Last season, Seton Hall gave the Huskies a run for their money in a December non-conference meeting. Without Crystal Dangerfield due to a back injury, UConn trailed by as many as nine points but rallied back for a 92-78 victory thanks in large part to a breakout performance from Aubrey Griffin.

The Pirates could be shorthanded on Tuesday, though. They were missing starters Femi Funeus, Desiree Elmore and key bench player Jasmine Smith in a 71-66 loss to Albany and it’s not clear if any of those three will be back on the court against the Huskies. Luckily, Seton Hall head coach Tony Bozzella is back on the sidelines after battling COVID-19.

The opponent doesn’t necessarily matter for Auriemma, though. UConn could be facing the worst team in the conference, for all he cares. The coach is just happy to be back.

“It’s a Big East game,” he said. “That’s all I need to know.”

Adjusting to life without fans

UConn is used to playing in front of a crowd. While the stands at Gampel Pavilion and the XL Center have been filled for the past 25 years, the Huskies typically draw a plenty of fans wherever they travel as well.

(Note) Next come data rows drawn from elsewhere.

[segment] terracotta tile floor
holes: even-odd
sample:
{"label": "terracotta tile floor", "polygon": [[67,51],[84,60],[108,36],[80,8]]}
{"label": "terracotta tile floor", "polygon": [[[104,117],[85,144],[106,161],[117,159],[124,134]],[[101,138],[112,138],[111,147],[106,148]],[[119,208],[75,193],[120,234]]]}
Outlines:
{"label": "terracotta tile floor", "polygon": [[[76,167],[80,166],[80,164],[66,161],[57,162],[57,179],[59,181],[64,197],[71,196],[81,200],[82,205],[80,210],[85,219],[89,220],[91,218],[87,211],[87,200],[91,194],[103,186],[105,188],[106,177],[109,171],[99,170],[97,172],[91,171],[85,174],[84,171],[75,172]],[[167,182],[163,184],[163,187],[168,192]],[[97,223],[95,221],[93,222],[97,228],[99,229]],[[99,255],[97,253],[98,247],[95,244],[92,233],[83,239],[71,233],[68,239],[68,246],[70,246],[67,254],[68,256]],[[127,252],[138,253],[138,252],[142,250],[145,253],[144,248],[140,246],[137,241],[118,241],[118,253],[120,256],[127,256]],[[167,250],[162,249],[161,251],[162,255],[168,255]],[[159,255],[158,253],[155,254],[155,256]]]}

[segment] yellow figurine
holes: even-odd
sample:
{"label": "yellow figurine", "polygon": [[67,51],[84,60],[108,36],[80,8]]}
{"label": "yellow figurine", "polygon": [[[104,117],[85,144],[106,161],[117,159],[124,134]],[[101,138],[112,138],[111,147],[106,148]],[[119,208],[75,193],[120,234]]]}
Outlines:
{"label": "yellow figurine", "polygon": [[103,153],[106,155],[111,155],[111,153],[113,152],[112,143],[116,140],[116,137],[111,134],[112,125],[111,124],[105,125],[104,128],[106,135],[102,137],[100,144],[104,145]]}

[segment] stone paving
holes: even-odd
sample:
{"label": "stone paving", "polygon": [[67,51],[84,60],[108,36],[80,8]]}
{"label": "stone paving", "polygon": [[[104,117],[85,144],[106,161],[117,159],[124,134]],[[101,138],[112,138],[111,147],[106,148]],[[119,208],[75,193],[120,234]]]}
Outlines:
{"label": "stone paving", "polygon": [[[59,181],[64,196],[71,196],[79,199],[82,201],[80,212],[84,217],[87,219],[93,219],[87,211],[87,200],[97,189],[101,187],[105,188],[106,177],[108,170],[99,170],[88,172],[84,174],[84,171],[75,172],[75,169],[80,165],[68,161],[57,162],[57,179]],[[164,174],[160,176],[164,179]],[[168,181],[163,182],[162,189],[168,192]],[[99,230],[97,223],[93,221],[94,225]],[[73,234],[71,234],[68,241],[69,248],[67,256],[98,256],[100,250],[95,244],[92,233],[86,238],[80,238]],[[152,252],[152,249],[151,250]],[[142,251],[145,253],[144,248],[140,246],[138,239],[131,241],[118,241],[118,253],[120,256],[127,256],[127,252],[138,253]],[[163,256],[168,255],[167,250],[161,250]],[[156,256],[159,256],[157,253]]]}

So the team’s first experience in front of empty season was an adjustment for Auriemma.

Though he mentioned it was easier to communicate with players — “It’s bad for the players ‘cause they can’t look over and go ‘I can’t hear you,” he quipped — Auriemma’s entire feel for the game was thrown off.

“What what was different was the lack of a reaction to anything that happened,” he said.

“It’s almost numbing,” Auriemma added later. “Like, one play leads to the next to the next to the next to the next to the next and next thing, you know ‘Hey it’s halftime. Let’s go inside.’ ... I just think it’s difficult to feel the ebb and flow of the game. The rhythm of the game, the tempo of the game, the rhythm of the crowd.”